AMY GOODMAN: I wanted to end with Beverly Allam. Oklahoma, your two senators are the most vocal critics of FEMA, the Federal Emergency Management Agency, Senators Inhofe and Coburn. They have both opposed increased funding for FEMA and backed a plan to slash disaster relief to victims of Hurricane Sandy, though the local congressmember voted for that relief for Hurricane Sandy, recognizing well that Oklahoma was in the path of these tornadoes. What do you think about this, Beverly?
BEVERLY ALLAM: Well, truly, I wish they would change their vote. Perhaps they don’t realize, maybe having not lived through it personally, the effects that it does have and the help that we really do need. The just sheer numbers of people displaced that need immediate homes is an incredible, increasing number, and they really need the help quickly. They can’t wait on legislation; they need it now. So they need something in place to take care of these in the more immediate situations.
AMY GOODMAN: Can you, finally, talk about these needs that you have—someone, you, Beverly, know well, given that you were completely wiped out in 1999 and, of course, live right near, were in Moore yesterday?
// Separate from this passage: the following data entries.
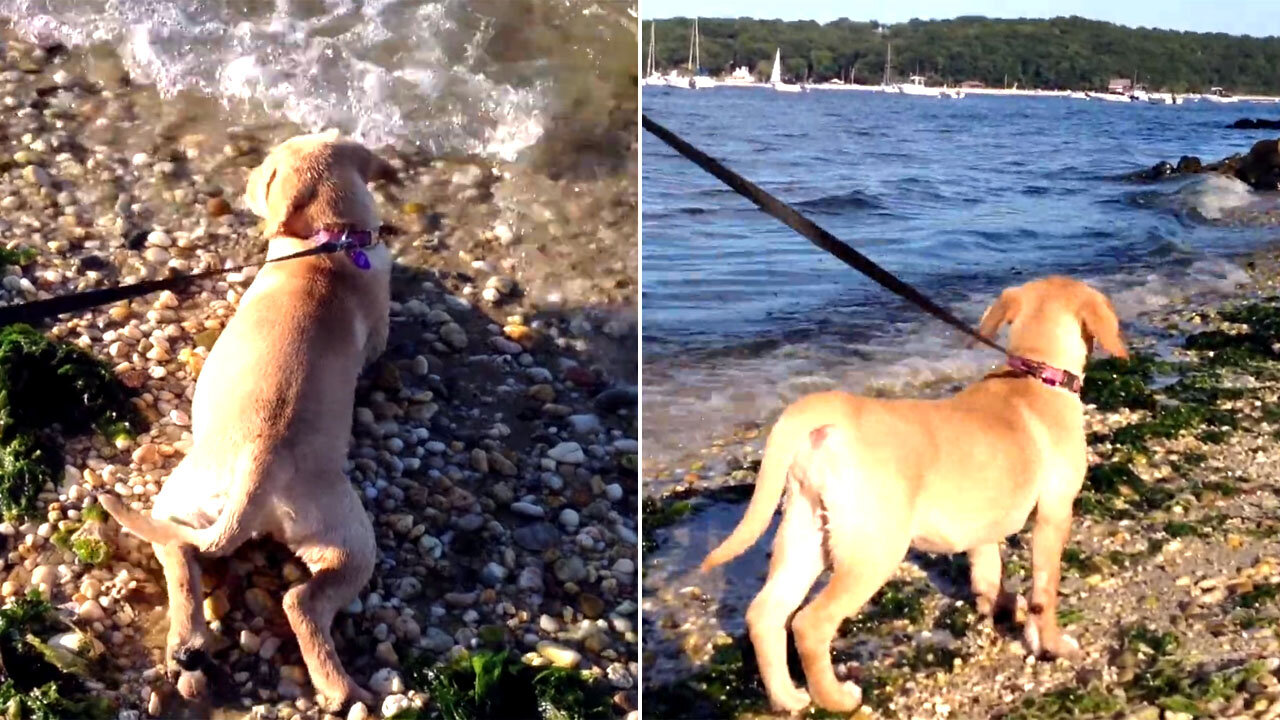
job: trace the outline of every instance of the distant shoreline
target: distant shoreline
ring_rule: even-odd
[[[665,77],[666,77],[666,76],[663,76],[663,77],[664,77],[664,79],[665,79]],[[685,79],[687,79],[687,78],[685,78]],[[748,89],[748,90],[750,90],[750,89],[772,90],[772,89],[773,89],[773,87],[772,87],[769,83],[767,83],[767,82],[754,82],[754,83],[724,83],[724,82],[721,82],[719,78],[713,78],[713,79],[715,79],[715,81],[716,81],[716,84],[715,84],[715,85],[710,86],[710,87],[701,87],[701,88],[698,88],[698,89],[699,89],[699,90],[710,90],[710,89],[719,89],[719,88]],[[654,88],[654,89],[662,89],[662,88],[669,88],[669,87],[671,87],[671,86],[669,86],[669,85],[643,85],[643,87],[646,87],[646,88]],[[930,87],[931,87],[931,88],[937,88],[937,89],[941,89],[941,88],[942,88],[942,86],[940,86],[940,85],[935,85],[935,86],[930,86]],[[886,92],[886,90],[884,89],[884,86],[883,86],[883,85],[861,85],[861,84],[849,84],[849,83],[843,83],[843,84],[839,84],[839,83],[815,83],[815,84],[812,84],[812,85],[805,85],[805,88],[806,88],[806,89],[808,89],[808,90],[836,90],[836,91],[858,91],[858,92]],[[683,90],[684,88],[675,88],[675,89]],[[953,85],[953,86],[949,86],[949,87],[947,87],[947,89],[948,89],[948,90],[955,90],[955,91],[959,91],[959,92],[962,92],[962,93],[964,93],[964,94],[966,94],[966,95],[1008,95],[1008,96],[1022,96],[1022,97],[1060,97],[1060,98],[1070,98],[1072,93],[1083,92],[1083,91],[1080,91],[1080,90],[1040,90],[1040,89],[1036,89],[1036,88],[1026,88],[1026,89],[1022,89],[1022,88],[1018,88],[1018,89],[1013,89],[1013,88],[965,88],[965,87],[956,87],[956,86],[954,86],[954,85]],[[1089,92],[1092,92],[1092,91],[1089,91]],[[896,94],[896,93],[891,93],[891,94]],[[1099,93],[1095,93],[1095,94],[1099,94]],[[1200,94],[1200,93],[1187,93],[1187,94],[1185,94],[1185,95],[1178,95],[1178,97],[1183,98],[1183,99],[1188,100],[1188,101],[1191,101],[1191,102],[1199,102],[1200,100],[1202,100],[1202,99],[1203,99],[1204,97],[1206,97],[1206,96],[1205,96],[1205,95],[1203,95],[1203,94]],[[1276,96],[1276,95],[1233,95],[1232,97],[1233,97],[1233,98],[1235,98],[1235,100],[1237,100],[1237,101],[1239,101],[1239,102],[1246,102],[1246,103],[1263,103],[1263,104],[1267,104],[1267,103],[1280,103],[1280,96]],[[1146,103],[1143,103],[1143,102],[1142,102],[1142,101],[1140,101],[1140,100],[1135,100],[1134,102],[1139,103],[1139,104],[1146,104]]]

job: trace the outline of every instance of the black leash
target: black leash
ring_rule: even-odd
[[[641,115],[640,122],[645,130],[658,136],[662,142],[670,145],[676,152],[688,158],[694,165],[716,176],[720,182],[733,188],[739,195],[755,203],[766,213],[782,221],[784,225],[803,235],[809,242],[835,255],[841,262],[874,280],[881,287],[898,297],[916,305],[942,322],[996,350],[1004,355],[1009,351],[990,338],[983,337],[977,330],[969,327],[963,320],[952,315],[946,308],[925,297],[919,290],[899,280],[893,273],[877,265],[871,258],[854,250],[845,241],[823,230],[817,223],[801,215],[795,208],[778,198],[761,190],[755,183],[730,170],[698,148],[682,140],[675,133]]]
[[[271,260],[262,260],[260,262],[240,265],[238,267],[223,268],[221,270],[206,270],[191,275],[177,275],[175,277],[164,278],[163,280],[144,280],[143,282],[133,283],[131,285],[120,285],[113,288],[103,288],[102,290],[88,290],[81,293],[72,293],[70,295],[59,295],[48,300],[36,300],[34,302],[23,303],[21,305],[10,305],[8,307],[0,307],[0,327],[12,325],[14,323],[34,324],[46,318],[57,315],[63,315],[70,312],[78,312],[80,310],[88,310],[99,305],[119,302],[120,300],[130,300],[143,295],[150,295],[161,290],[178,290],[185,287],[188,283],[204,278],[217,277],[219,275],[227,275],[233,272],[240,272],[258,265],[266,265],[267,263],[284,262],[286,260],[297,260],[298,258],[311,257],[312,255],[329,255],[342,250],[346,250],[350,245],[346,241],[330,240],[316,245],[315,247],[299,250],[296,253],[282,255]]]

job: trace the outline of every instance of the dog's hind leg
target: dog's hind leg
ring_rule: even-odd
[[[209,663],[209,625],[201,600],[200,565],[190,545],[153,545],[164,567],[169,594],[169,633],[165,661],[170,679],[187,699],[204,694]]]
[[[856,443],[826,433],[812,438],[808,482],[824,511],[823,528],[832,565],[831,580],[813,602],[796,613],[791,629],[804,663],[809,694],[821,707],[852,712],[862,701],[853,682],[841,683],[831,667],[831,640],[840,623],[862,608],[893,575],[911,544],[911,528],[898,523],[905,499],[892,485],[860,479]]]
[[[756,663],[776,710],[795,713],[809,705],[809,693],[796,687],[787,669],[787,620],[822,574],[822,522],[813,503],[791,486],[773,542],[769,578],[747,608]]]
[[[796,613],[791,623],[809,694],[819,706],[836,712],[853,712],[861,704],[861,688],[853,682],[841,683],[836,679],[831,665],[831,640],[840,623],[857,614],[889,580],[906,556],[909,544],[909,538],[892,538],[892,533],[888,536],[859,533],[856,544],[833,543],[843,547],[847,555],[844,558],[837,555],[827,586],[813,602]]]
[[[342,667],[333,645],[333,618],[338,610],[360,592],[373,573],[376,549],[354,546],[309,546],[298,548],[298,557],[311,570],[311,579],[289,588],[284,594],[284,612],[298,637],[298,648],[311,676],[316,693],[325,698],[326,709],[336,710],[348,702],[373,702],[373,696],[351,679]]]

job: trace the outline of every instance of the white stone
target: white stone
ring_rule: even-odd
[[[576,442],[562,442],[547,451],[547,457],[556,462],[578,465],[586,461],[582,446]]]

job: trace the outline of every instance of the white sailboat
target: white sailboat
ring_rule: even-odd
[[[716,81],[702,74],[702,41],[698,35],[698,18],[693,19],[693,36],[689,38],[689,87],[693,90],[713,88]]]
[[[778,92],[798,93],[802,89],[799,85],[782,82],[782,48],[773,53],[773,71],[769,73],[769,85]]]
[[[649,23],[649,60],[645,65],[644,79],[641,84],[653,85],[657,87],[666,87],[667,79],[658,74],[658,60],[654,57],[655,36],[658,32],[658,23]]]
[[[885,43],[884,77],[880,78],[880,89],[888,93],[902,92],[897,85],[889,82],[889,69],[893,64],[893,43]]]

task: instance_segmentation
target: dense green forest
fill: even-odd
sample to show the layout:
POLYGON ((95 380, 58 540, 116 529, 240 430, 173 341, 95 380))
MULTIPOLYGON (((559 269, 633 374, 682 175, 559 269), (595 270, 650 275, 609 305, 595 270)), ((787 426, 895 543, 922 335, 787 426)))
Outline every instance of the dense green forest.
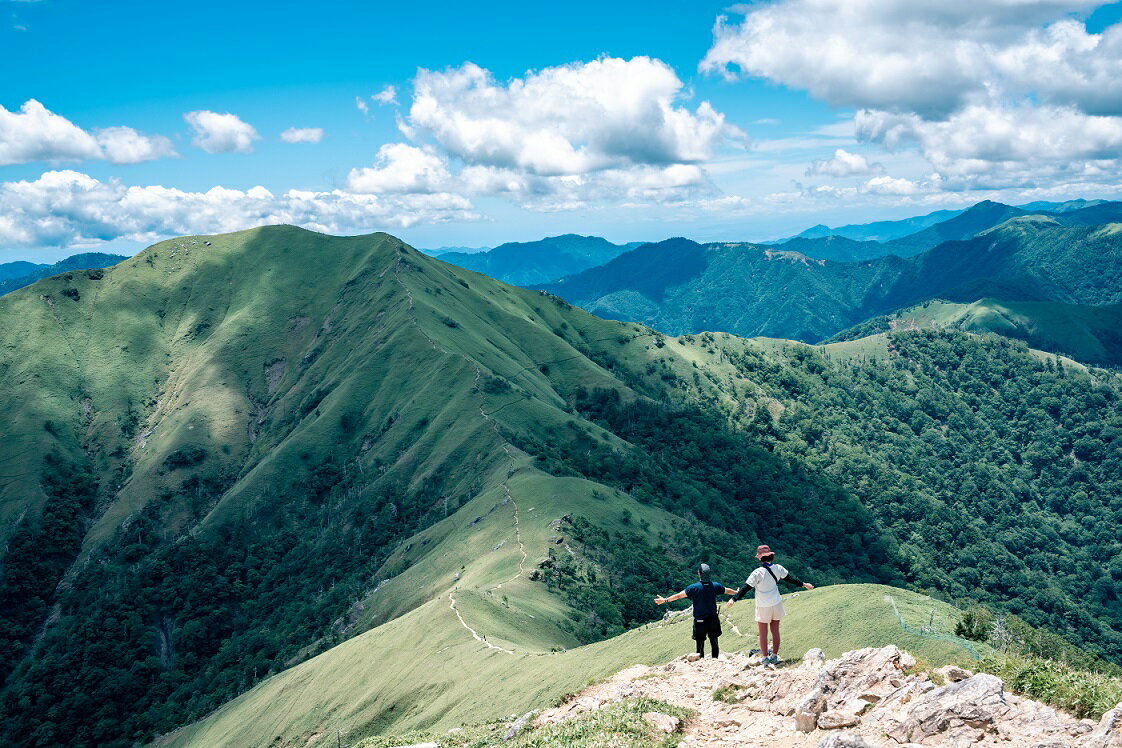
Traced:
POLYGON ((787 403, 761 438, 859 497, 909 586, 1122 660, 1122 385, 993 335, 901 332, 869 363, 732 360, 787 403))

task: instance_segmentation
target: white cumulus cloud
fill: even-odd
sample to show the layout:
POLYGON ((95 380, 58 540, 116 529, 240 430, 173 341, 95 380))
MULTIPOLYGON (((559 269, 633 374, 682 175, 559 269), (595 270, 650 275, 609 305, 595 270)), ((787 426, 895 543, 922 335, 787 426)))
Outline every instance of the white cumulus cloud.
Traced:
POLYGON ((397 89, 394 86, 386 86, 378 93, 370 97, 376 104, 396 104, 397 103, 397 89))
POLYGON ((280 134, 286 143, 318 143, 323 140, 322 127, 290 127, 280 134))
POLYGON ((253 141, 260 140, 257 130, 236 114, 202 109, 183 115, 191 126, 191 142, 207 153, 250 153, 253 141))
POLYGON ((420 70, 406 132, 468 164, 540 176, 697 163, 743 137, 708 102, 693 111, 679 104, 683 88, 649 57, 604 57, 506 83, 472 63, 420 70))
POLYGON ((76 171, 48 171, 35 180, 0 183, 0 243, 13 246, 94 246, 118 238, 155 241, 276 223, 362 233, 478 217, 470 200, 448 193, 383 196, 289 190, 274 195, 264 187, 187 192, 100 181, 76 171))
POLYGON ((15 112, 0 106, 0 165, 89 158, 134 164, 174 155, 165 137, 120 126, 87 132, 35 99, 15 112))
POLYGON ((1122 117, 1072 107, 969 106, 944 120, 863 110, 858 137, 891 149, 914 146, 955 183, 1022 186, 1096 178, 1122 166, 1122 117))
POLYGON ((928 116, 945 116, 997 89, 1035 91, 1057 103, 1111 96, 1117 102, 1119 30, 1088 34, 1067 17, 1102 4, 779 0, 747 6, 740 23, 719 18, 700 67, 766 78, 836 106, 928 116))
POLYGON ((834 151, 832 158, 815 160, 806 175, 827 177, 860 177, 869 174, 879 174, 884 171, 884 165, 870 163, 860 153, 850 153, 844 148, 834 151))
MULTIPOLYGON (((1101 5, 776 0, 718 19, 700 67, 857 109, 858 140, 915 149, 935 169, 926 184, 942 189, 1110 181, 1122 163, 1122 24, 1091 33, 1081 20, 1101 5)), ((835 158, 807 173, 845 170, 835 158)))
POLYGON ((352 169, 347 189, 361 193, 431 193, 447 190, 448 166, 432 148, 387 143, 378 149, 376 165, 352 169))

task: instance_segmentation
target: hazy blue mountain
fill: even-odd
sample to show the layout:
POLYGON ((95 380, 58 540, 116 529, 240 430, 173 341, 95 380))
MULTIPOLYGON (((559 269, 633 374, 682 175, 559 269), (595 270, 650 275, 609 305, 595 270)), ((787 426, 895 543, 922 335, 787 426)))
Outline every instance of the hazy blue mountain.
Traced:
POLYGON ((1073 210, 1082 210, 1083 208, 1090 208, 1095 205, 1101 205, 1105 202, 1106 200, 1078 199, 1066 200, 1060 203, 1053 203, 1048 202, 1047 200, 1036 200, 1035 202, 1024 203, 1023 205, 1018 205, 1017 207, 1023 210, 1031 211, 1033 213, 1037 211, 1044 211, 1047 213, 1069 213, 1073 210))
POLYGON ((480 252, 490 252, 491 247, 437 247, 436 249, 418 249, 418 252, 424 252, 429 257, 440 257, 441 255, 455 252, 458 254, 475 255, 480 252))
POLYGON ((809 229, 801 231, 787 239, 764 243, 782 244, 791 239, 819 239, 827 236, 840 236, 846 239, 853 239, 854 241, 885 242, 891 239, 898 239, 901 236, 907 236, 908 234, 914 234, 928 226, 954 218, 961 212, 961 210, 936 210, 926 215, 901 218, 895 221, 851 223, 834 228, 820 223, 817 226, 811 226, 809 229))
POLYGON ((17 260, 15 262, 5 262, 0 265, 0 281, 11 280, 12 278, 22 278, 25 275, 34 273, 39 268, 48 267, 47 265, 26 262, 24 260, 17 260))
POLYGON ((526 286, 602 265, 640 244, 612 244, 598 236, 563 234, 534 242, 508 242, 486 252, 445 252, 439 257, 506 283, 526 286))
POLYGON ((9 276, 4 278, 0 275, 0 295, 15 291, 17 288, 30 286, 37 280, 49 278, 52 275, 65 273, 70 270, 90 270, 95 268, 107 268, 116 265, 121 260, 128 259, 124 255, 110 255, 102 252, 83 252, 82 254, 71 255, 65 260, 59 260, 53 265, 34 265, 33 263, 17 263, 11 262, 6 265, 0 265, 0 268, 6 268, 9 265, 32 265, 32 270, 25 275, 9 276))

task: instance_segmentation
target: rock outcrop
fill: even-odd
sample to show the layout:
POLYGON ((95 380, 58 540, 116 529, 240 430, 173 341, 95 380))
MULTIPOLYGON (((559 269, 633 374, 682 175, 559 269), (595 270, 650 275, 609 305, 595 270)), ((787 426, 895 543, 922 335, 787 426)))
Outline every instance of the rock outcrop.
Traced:
MULTIPOLYGON (((915 664, 894 646, 829 661, 811 650, 801 663, 779 667, 741 654, 681 657, 630 667, 543 712, 537 722, 646 696, 698 713, 685 726, 686 746, 1122 748, 1122 705, 1097 723, 1079 720, 1006 692, 993 675, 940 668, 946 685, 938 686, 926 673, 913 672, 915 664)), ((653 715, 648 721, 655 724, 653 715)))

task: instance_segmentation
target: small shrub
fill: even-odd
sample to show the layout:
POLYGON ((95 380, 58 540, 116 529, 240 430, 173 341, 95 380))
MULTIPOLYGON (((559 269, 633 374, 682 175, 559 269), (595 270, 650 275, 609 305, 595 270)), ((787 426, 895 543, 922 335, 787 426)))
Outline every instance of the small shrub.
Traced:
POLYGON ((505 395, 514 390, 510 382, 501 377, 487 376, 483 380, 483 391, 488 395, 505 395))
POLYGON ((195 444, 180 447, 164 458, 164 467, 168 470, 198 465, 206 459, 206 450, 195 444))
POLYGON ((460 323, 451 317, 441 317, 440 321, 444 323, 445 327, 451 327, 453 330, 460 326, 460 323))
POLYGON ((82 298, 82 294, 78 292, 77 288, 64 288, 62 289, 62 295, 75 301, 82 298))
POLYGON ((739 704, 740 689, 731 684, 721 686, 713 692, 713 701, 723 701, 726 704, 739 704))

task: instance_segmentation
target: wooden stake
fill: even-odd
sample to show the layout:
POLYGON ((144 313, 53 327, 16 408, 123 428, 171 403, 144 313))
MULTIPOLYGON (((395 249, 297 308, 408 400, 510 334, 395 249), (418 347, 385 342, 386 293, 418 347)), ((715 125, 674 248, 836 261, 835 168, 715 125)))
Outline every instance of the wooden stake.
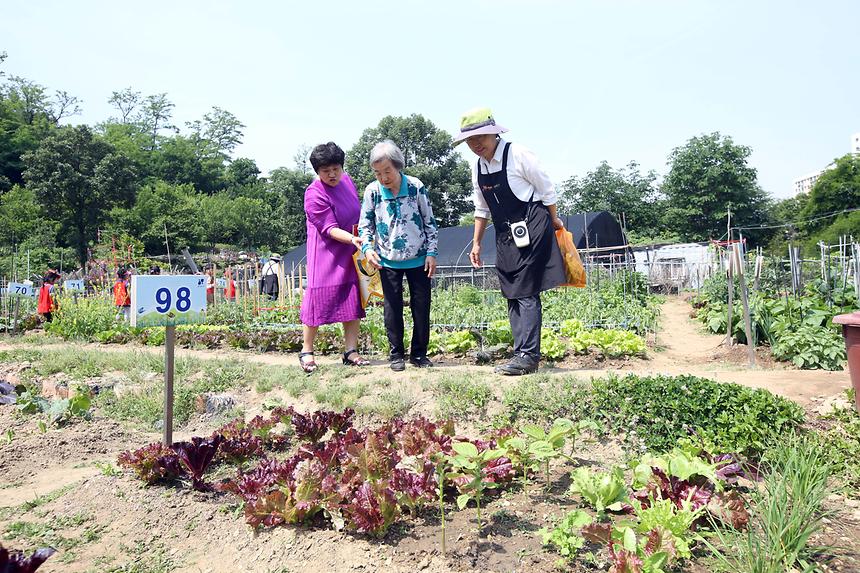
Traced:
POLYGON ((747 354, 750 359, 750 367, 755 366, 755 341, 752 337, 752 320, 750 318, 750 306, 749 299, 747 296, 747 283, 744 280, 744 267, 740 264, 741 262, 741 247, 740 245, 735 245, 734 248, 734 258, 738 262, 738 282, 740 283, 741 290, 741 301, 744 305, 744 333, 747 336, 747 354))
MULTIPOLYGON (((731 249, 731 246, 729 246, 731 249)), ((732 298, 734 298, 735 294, 735 280, 734 280, 734 263, 732 262, 732 252, 730 250, 726 250, 726 259, 729 263, 729 268, 727 270, 728 273, 728 292, 729 292, 729 304, 728 304, 728 319, 726 320, 726 345, 731 348, 732 346, 732 319, 734 315, 732 314, 732 298)))
POLYGON ((173 443, 173 350, 176 327, 164 327, 164 445, 173 443))

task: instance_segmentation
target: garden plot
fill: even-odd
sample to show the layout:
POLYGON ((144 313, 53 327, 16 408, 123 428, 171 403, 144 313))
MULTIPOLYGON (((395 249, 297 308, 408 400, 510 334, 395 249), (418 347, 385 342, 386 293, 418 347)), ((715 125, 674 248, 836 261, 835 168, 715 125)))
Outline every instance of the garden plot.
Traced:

BEVERLY ALLAM: Well, that’s just it. You need to find immediate shelter. You have no home. You have no roof over your head. Unless you have a family in the area or a good friend that could help take you in, you’re sleeping out in your car. You have to have food, clothing. We had only the clothes on our backs, and most of the family had no shoes on, literally nothing. So you have to just start going to, you know, your thrift stores, local markets for the people. You have very little money at the time. All were poor students, you know, and so on. And so, it’s just a question of getting help from all the [inaudible]—
AMY GOODMAN: And the federal government, how did—
BEVERLY ALLAM: [inaudible] the federal government came in. They said they would give X amount of dollars. And then, to be honest, in my personal case, I didn’t get what I was promised. And then it really did—did hurt a lot. It made it more difficult for me. But I know—I know these people now are suffering, and they’d have nowhere to go.
AMY GOODMAN: Well, Beverly Allam, I want to thank you for being with us. Beverly lives five miles from Moore, which is the Oklahoma City suburb that was destroyed by the tornado. She witnessed it from a distance. Her family lost everything in May 1999 tornado in Oklahoma. The recent tornado ripped right through her old neighborhood. And thanks to Jeff Masters, director of meteorology at the Weather Underground.